Wafer thin, lightweight, (fairly), and boasting ultra clear screens and powerful processors the iPad brought about a revolution in the way that computers were designed, built and sold. However, it was none of the above qualities that gave it the tremendous edge that it has over its competitors – although they are catching up fast!
The overwhelming, transformational quality of the Apple iPad was “touch”. You don’t use a keyboard or mouse with an iPad, (although you can if you really want to), instead you touch it and it obeys!
How then is it appropriate to say that Apple has become instrumental as a learning tool for those suffering from autism and Asperger Syndrome?
The use of the apple iPad in Special Education classes has increased significantly because the iPad as an educational aid is very effective with special needs students, particularly those with autism.
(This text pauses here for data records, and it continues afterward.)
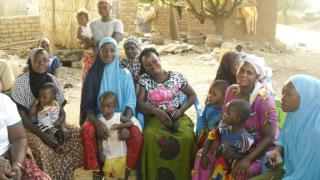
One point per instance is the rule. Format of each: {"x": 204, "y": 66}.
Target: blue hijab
{"x": 301, "y": 132}
{"x": 107, "y": 77}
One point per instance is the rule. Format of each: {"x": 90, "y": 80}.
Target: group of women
{"x": 169, "y": 145}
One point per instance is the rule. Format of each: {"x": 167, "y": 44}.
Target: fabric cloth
{"x": 225, "y": 67}
{"x": 165, "y": 154}
{"x": 90, "y": 148}
{"x": 134, "y": 66}
{"x": 164, "y": 95}
{"x": 210, "y": 120}
{"x": 115, "y": 167}
{"x": 58, "y": 165}
{"x": 48, "y": 116}
{"x": 263, "y": 111}
{"x": 22, "y": 95}
{"x": 240, "y": 142}
{"x": 101, "y": 29}
{"x": 301, "y": 150}
{"x": 113, "y": 147}
{"x": 107, "y": 77}
{"x": 54, "y": 63}
{"x": 9, "y": 116}
{"x": 6, "y": 75}
{"x": 88, "y": 59}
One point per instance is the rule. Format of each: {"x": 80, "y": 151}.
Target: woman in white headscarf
{"x": 262, "y": 124}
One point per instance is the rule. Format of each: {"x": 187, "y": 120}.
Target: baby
{"x": 211, "y": 162}
{"x": 50, "y": 116}
{"x": 212, "y": 112}
{"x": 117, "y": 156}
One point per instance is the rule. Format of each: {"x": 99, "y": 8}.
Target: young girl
{"x": 118, "y": 158}
{"x": 230, "y": 138}
{"x": 212, "y": 111}
{"x": 54, "y": 62}
{"x": 50, "y": 117}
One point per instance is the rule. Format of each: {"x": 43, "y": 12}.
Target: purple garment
{"x": 263, "y": 111}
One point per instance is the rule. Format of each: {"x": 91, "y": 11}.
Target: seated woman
{"x": 14, "y": 162}
{"x": 228, "y": 67}
{"x": 24, "y": 92}
{"x": 298, "y": 144}
{"x": 107, "y": 75}
{"x": 54, "y": 62}
{"x": 131, "y": 62}
{"x": 262, "y": 124}
{"x": 168, "y": 140}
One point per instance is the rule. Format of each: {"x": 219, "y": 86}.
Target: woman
{"x": 262, "y": 124}
{"x": 54, "y": 63}
{"x": 228, "y": 67}
{"x": 168, "y": 139}
{"x": 105, "y": 26}
{"x": 297, "y": 142}
{"x": 14, "y": 145}
{"x": 24, "y": 93}
{"x": 105, "y": 75}
{"x": 131, "y": 62}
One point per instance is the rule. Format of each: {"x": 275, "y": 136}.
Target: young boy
{"x": 230, "y": 136}
{"x": 212, "y": 111}
{"x": 117, "y": 157}
{"x": 84, "y": 30}
{"x": 49, "y": 114}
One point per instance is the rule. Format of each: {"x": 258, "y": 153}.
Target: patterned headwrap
{"x": 132, "y": 39}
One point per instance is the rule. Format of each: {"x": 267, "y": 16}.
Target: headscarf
{"x": 105, "y": 1}
{"x": 37, "y": 79}
{"x": 264, "y": 72}
{"x": 132, "y": 39}
{"x": 301, "y": 131}
{"x": 224, "y": 70}
{"x": 107, "y": 77}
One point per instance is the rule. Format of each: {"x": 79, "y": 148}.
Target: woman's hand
{"x": 17, "y": 170}
{"x": 49, "y": 140}
{"x": 176, "y": 114}
{"x": 274, "y": 158}
{"x": 241, "y": 167}
{"x": 124, "y": 134}
{"x": 5, "y": 174}
{"x": 164, "y": 118}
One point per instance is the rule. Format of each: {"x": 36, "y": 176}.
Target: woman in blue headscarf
{"x": 298, "y": 143}
{"x": 105, "y": 75}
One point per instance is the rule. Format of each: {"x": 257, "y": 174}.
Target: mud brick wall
{"x": 19, "y": 28}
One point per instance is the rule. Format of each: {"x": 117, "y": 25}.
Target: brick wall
{"x": 266, "y": 24}
{"x": 19, "y": 28}
{"x": 127, "y": 13}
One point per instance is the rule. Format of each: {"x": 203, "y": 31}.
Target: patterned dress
{"x": 166, "y": 154}
{"x": 57, "y": 166}
{"x": 263, "y": 111}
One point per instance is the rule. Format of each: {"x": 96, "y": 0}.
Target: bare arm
{"x": 18, "y": 141}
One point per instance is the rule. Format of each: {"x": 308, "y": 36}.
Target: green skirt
{"x": 165, "y": 154}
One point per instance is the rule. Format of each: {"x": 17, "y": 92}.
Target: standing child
{"x": 50, "y": 116}
{"x": 212, "y": 111}
{"x": 230, "y": 138}
{"x": 119, "y": 158}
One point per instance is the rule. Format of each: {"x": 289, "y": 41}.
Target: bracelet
{"x": 18, "y": 164}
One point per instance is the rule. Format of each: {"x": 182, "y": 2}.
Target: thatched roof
{"x": 62, "y": 30}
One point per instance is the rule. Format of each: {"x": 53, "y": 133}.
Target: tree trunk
{"x": 174, "y": 29}
{"x": 219, "y": 26}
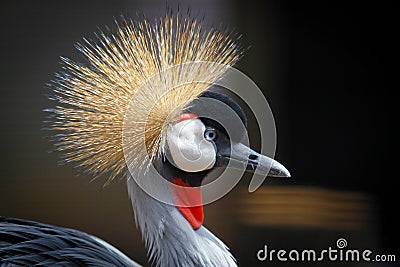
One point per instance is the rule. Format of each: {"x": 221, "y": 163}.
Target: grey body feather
{"x": 27, "y": 243}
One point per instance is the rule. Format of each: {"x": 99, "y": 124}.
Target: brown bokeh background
{"x": 325, "y": 69}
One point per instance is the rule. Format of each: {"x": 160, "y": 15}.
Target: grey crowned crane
{"x": 131, "y": 109}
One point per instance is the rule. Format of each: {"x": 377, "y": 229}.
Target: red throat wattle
{"x": 188, "y": 201}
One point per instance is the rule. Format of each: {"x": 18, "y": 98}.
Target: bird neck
{"x": 169, "y": 236}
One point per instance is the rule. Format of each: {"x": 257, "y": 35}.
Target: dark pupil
{"x": 210, "y": 135}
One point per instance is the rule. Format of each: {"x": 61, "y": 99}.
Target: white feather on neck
{"x": 170, "y": 239}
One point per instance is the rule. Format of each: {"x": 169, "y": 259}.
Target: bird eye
{"x": 210, "y": 134}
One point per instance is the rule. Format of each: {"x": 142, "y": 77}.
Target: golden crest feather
{"x": 135, "y": 83}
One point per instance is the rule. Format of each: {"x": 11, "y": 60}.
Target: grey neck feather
{"x": 170, "y": 239}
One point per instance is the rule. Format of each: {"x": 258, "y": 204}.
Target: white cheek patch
{"x": 189, "y": 150}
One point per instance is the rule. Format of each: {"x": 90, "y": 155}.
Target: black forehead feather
{"x": 228, "y": 101}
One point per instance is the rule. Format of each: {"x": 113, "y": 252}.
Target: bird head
{"x": 197, "y": 144}
{"x": 132, "y": 104}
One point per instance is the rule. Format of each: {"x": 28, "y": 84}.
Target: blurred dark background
{"x": 325, "y": 68}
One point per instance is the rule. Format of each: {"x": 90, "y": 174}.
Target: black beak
{"x": 241, "y": 156}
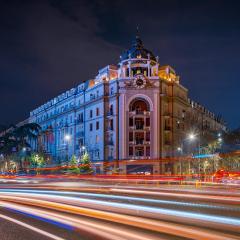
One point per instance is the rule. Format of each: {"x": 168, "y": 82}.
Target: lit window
{"x": 97, "y": 111}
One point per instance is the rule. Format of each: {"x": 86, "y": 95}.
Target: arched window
{"x": 139, "y": 105}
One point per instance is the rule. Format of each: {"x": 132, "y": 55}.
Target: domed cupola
{"x": 137, "y": 51}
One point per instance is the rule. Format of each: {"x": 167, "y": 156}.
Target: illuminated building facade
{"x": 131, "y": 114}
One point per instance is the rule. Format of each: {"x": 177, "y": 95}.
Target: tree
{"x": 36, "y": 160}
{"x": 74, "y": 165}
{"x": 85, "y": 166}
{"x": 15, "y": 142}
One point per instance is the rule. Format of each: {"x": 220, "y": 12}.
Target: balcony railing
{"x": 139, "y": 142}
{"x": 139, "y": 112}
{"x": 110, "y": 142}
{"x": 80, "y": 134}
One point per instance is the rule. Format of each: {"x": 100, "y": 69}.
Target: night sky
{"x": 48, "y": 47}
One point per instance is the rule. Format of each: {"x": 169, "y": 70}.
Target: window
{"x": 130, "y": 151}
{"x": 130, "y": 136}
{"x": 147, "y": 122}
{"x": 97, "y": 111}
{"x": 111, "y": 124}
{"x": 111, "y": 91}
{"x": 148, "y": 151}
{"x": 80, "y": 117}
{"x": 130, "y": 122}
{"x": 81, "y": 142}
{"x": 111, "y": 109}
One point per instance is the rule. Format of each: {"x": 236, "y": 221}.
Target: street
{"x": 61, "y": 209}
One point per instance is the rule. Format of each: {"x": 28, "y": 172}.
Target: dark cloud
{"x": 49, "y": 46}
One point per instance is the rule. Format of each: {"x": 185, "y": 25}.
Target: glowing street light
{"x": 67, "y": 137}
{"x": 191, "y": 136}
{"x": 179, "y": 149}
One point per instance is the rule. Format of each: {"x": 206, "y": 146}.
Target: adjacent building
{"x": 133, "y": 116}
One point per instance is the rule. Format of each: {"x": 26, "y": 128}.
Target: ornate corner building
{"x": 133, "y": 116}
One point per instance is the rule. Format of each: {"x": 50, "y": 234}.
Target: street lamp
{"x": 67, "y": 138}
{"x": 191, "y": 136}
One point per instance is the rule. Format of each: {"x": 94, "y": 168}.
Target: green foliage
{"x": 73, "y": 161}
{"x": 36, "y": 160}
{"x": 85, "y": 167}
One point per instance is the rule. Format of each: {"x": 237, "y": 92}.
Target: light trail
{"x": 37, "y": 230}
{"x": 158, "y": 226}
{"x": 126, "y": 198}
{"x": 139, "y": 210}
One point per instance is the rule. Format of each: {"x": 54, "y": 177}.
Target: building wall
{"x": 96, "y": 116}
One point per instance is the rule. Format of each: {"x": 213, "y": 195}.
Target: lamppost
{"x": 180, "y": 150}
{"x": 82, "y": 151}
{"x": 193, "y": 137}
{"x": 190, "y": 137}
{"x": 67, "y": 138}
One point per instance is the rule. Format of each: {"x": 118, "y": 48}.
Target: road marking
{"x": 31, "y": 228}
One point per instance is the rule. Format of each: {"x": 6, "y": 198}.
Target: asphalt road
{"x": 59, "y": 209}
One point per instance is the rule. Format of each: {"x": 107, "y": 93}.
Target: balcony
{"x": 167, "y": 142}
{"x": 109, "y": 128}
{"x": 139, "y": 127}
{"x": 139, "y": 112}
{"x": 79, "y": 134}
{"x": 167, "y": 128}
{"x": 110, "y": 114}
{"x": 110, "y": 142}
{"x": 139, "y": 142}
{"x": 78, "y": 121}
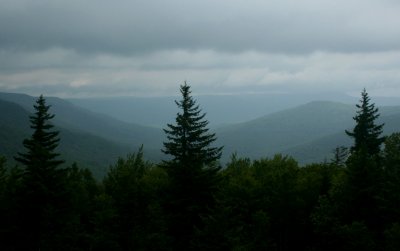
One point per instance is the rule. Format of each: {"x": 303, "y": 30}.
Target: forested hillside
{"x": 191, "y": 202}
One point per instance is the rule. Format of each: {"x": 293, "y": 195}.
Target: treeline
{"x": 190, "y": 202}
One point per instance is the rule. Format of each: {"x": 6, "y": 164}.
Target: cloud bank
{"x": 147, "y": 48}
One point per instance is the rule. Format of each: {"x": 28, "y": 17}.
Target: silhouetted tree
{"x": 188, "y": 140}
{"x": 192, "y": 171}
{"x": 41, "y": 194}
{"x": 364, "y": 170}
{"x": 366, "y": 133}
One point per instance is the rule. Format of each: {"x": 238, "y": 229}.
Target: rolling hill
{"x": 308, "y": 132}
{"x": 93, "y": 140}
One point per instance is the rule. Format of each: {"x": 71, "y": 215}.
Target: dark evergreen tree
{"x": 41, "y": 196}
{"x": 193, "y": 171}
{"x": 189, "y": 140}
{"x": 366, "y": 133}
{"x": 361, "y": 198}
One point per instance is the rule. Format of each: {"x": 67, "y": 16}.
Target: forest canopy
{"x": 191, "y": 202}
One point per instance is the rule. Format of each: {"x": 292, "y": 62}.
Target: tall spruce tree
{"x": 364, "y": 168}
{"x": 366, "y": 133}
{"x": 41, "y": 195}
{"x": 192, "y": 171}
{"x": 189, "y": 140}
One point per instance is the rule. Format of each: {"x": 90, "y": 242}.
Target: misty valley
{"x": 223, "y": 172}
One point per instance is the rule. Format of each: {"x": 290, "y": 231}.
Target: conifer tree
{"x": 364, "y": 170}
{"x": 366, "y": 133}
{"x": 41, "y": 195}
{"x": 192, "y": 171}
{"x": 189, "y": 140}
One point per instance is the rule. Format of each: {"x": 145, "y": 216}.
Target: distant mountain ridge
{"x": 308, "y": 132}
{"x": 94, "y": 140}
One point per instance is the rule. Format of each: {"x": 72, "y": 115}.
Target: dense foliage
{"x": 349, "y": 203}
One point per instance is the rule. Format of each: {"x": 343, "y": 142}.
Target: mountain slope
{"x": 279, "y": 131}
{"x": 76, "y": 118}
{"x": 309, "y": 132}
{"x": 92, "y": 140}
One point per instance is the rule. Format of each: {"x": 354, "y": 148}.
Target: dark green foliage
{"x": 189, "y": 203}
{"x": 391, "y": 178}
{"x": 340, "y": 155}
{"x": 189, "y": 141}
{"x": 132, "y": 187}
{"x": 192, "y": 171}
{"x": 42, "y": 196}
{"x": 366, "y": 133}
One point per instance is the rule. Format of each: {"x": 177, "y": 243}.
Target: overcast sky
{"x": 80, "y": 48}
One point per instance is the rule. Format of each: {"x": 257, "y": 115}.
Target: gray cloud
{"x": 98, "y": 48}
{"x": 145, "y": 26}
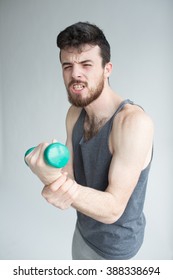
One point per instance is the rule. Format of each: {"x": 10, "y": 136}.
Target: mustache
{"x": 74, "y": 81}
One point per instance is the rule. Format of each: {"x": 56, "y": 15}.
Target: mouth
{"x": 77, "y": 87}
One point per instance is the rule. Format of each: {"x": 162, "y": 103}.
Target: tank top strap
{"x": 121, "y": 106}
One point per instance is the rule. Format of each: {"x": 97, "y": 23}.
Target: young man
{"x": 110, "y": 141}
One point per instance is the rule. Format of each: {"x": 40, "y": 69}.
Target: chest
{"x": 92, "y": 127}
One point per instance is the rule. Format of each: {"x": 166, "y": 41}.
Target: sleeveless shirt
{"x": 92, "y": 158}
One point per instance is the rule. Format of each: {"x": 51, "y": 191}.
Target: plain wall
{"x": 34, "y": 105}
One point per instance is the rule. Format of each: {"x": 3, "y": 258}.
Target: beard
{"x": 93, "y": 93}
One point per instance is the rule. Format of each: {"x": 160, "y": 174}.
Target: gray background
{"x": 33, "y": 107}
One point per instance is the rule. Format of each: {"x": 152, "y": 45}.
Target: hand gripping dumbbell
{"x": 56, "y": 155}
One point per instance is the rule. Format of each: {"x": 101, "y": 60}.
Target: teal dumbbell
{"x": 56, "y": 155}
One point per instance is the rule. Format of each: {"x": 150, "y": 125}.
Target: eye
{"x": 87, "y": 65}
{"x": 67, "y": 67}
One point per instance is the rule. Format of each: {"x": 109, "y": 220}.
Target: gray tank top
{"x": 92, "y": 158}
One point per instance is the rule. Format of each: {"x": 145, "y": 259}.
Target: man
{"x": 110, "y": 141}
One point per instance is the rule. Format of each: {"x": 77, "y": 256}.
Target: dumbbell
{"x": 56, "y": 155}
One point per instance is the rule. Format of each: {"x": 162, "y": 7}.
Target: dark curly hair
{"x": 81, "y": 33}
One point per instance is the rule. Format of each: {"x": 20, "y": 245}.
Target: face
{"x": 83, "y": 74}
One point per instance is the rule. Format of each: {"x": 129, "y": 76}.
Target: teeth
{"x": 78, "y": 87}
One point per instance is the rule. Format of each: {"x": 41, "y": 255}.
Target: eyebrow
{"x": 81, "y": 62}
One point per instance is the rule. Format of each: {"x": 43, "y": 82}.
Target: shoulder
{"x": 131, "y": 118}
{"x": 132, "y": 125}
{"x": 72, "y": 116}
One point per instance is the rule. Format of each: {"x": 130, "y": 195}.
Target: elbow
{"x": 113, "y": 217}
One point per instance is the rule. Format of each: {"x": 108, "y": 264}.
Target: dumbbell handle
{"x": 56, "y": 155}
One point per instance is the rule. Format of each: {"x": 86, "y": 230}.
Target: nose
{"x": 76, "y": 71}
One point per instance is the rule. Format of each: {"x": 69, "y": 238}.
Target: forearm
{"x": 98, "y": 205}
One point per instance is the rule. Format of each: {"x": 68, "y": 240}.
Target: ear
{"x": 107, "y": 69}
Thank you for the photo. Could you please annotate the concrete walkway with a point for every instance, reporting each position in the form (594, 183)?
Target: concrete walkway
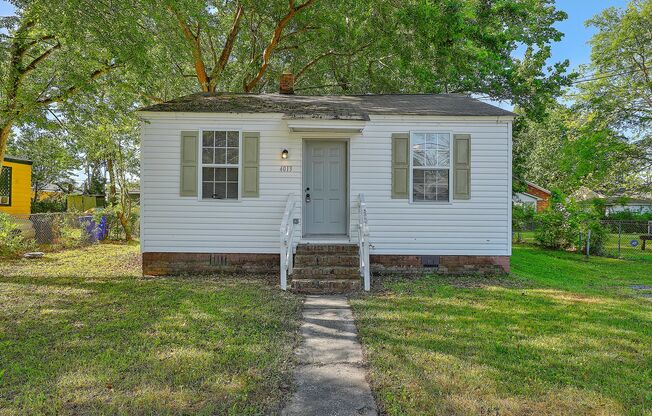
(330, 377)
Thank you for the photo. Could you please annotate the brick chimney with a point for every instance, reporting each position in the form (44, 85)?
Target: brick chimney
(286, 85)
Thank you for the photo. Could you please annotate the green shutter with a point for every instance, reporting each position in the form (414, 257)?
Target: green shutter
(462, 166)
(250, 164)
(400, 165)
(189, 152)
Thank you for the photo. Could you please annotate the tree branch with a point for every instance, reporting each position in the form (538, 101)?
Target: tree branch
(278, 32)
(228, 46)
(195, 48)
(327, 54)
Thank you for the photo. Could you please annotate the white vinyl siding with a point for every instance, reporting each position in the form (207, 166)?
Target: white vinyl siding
(220, 164)
(479, 226)
(430, 162)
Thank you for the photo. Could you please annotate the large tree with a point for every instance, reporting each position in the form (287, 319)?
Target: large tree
(618, 87)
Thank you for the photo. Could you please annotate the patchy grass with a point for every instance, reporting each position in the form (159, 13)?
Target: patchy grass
(564, 337)
(82, 333)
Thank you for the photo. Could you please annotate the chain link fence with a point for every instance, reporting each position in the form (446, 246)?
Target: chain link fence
(622, 239)
(53, 231)
(627, 239)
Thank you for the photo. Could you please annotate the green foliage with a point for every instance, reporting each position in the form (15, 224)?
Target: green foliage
(11, 240)
(56, 203)
(566, 226)
(441, 345)
(50, 148)
(553, 228)
(569, 149)
(630, 216)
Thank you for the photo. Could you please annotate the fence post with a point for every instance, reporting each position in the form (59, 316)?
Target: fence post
(620, 232)
(588, 243)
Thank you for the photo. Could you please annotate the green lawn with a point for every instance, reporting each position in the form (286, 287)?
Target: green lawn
(81, 333)
(560, 336)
The iPad is well established as an education tool with children of all ages and abilities as they are motivating and engaging, due to their tactile and visual qualities.
Special needs students seem to respond to tactile feedback as well as to learning experiences that also feature sound.
Teachers who have used iPad’s in this situation report of noticeable improvements to the subject’s performance and behaviour which seem to be due to the relationship the user has with the iPad and its ability to deliver audio and visual information in an intimate and personal way.
Here are numerous reports of Autistic students improving beyond recognition when given an iPad. The same improvements were also noted when the device was given to students with health impairments and other students with intellectual disabilities
The iPad, Autism and Asperger Syndrome.
According to a recent study carried out by Concordia University, the Apple iPad can be thought of as an excellent classroom tool due to the amazing range of inexpensive downloadable apps that are available for the special education teacher.
From classroom management tools for the teacher through to apps that help students with motor skills, it is the apps that make the iPad invaluable and indispensable. Most of these apps are either free or, at the least, very inexpensive.
Although Apple equipment and iPad’s in particular, are considered to be expensive when compared to other manufacturer’s offerings, they are relatively cheap when compared to the price of other educational tools used to teach those with special needs.
iPads have been observed as improving students’ critical thinking skills and theiPad encourages students to learn about technology and devise new ways to make use of it.
Apples iPad technology is indeed a useful way to make teachers and students more intuitive as they both find new ways to use the iPad.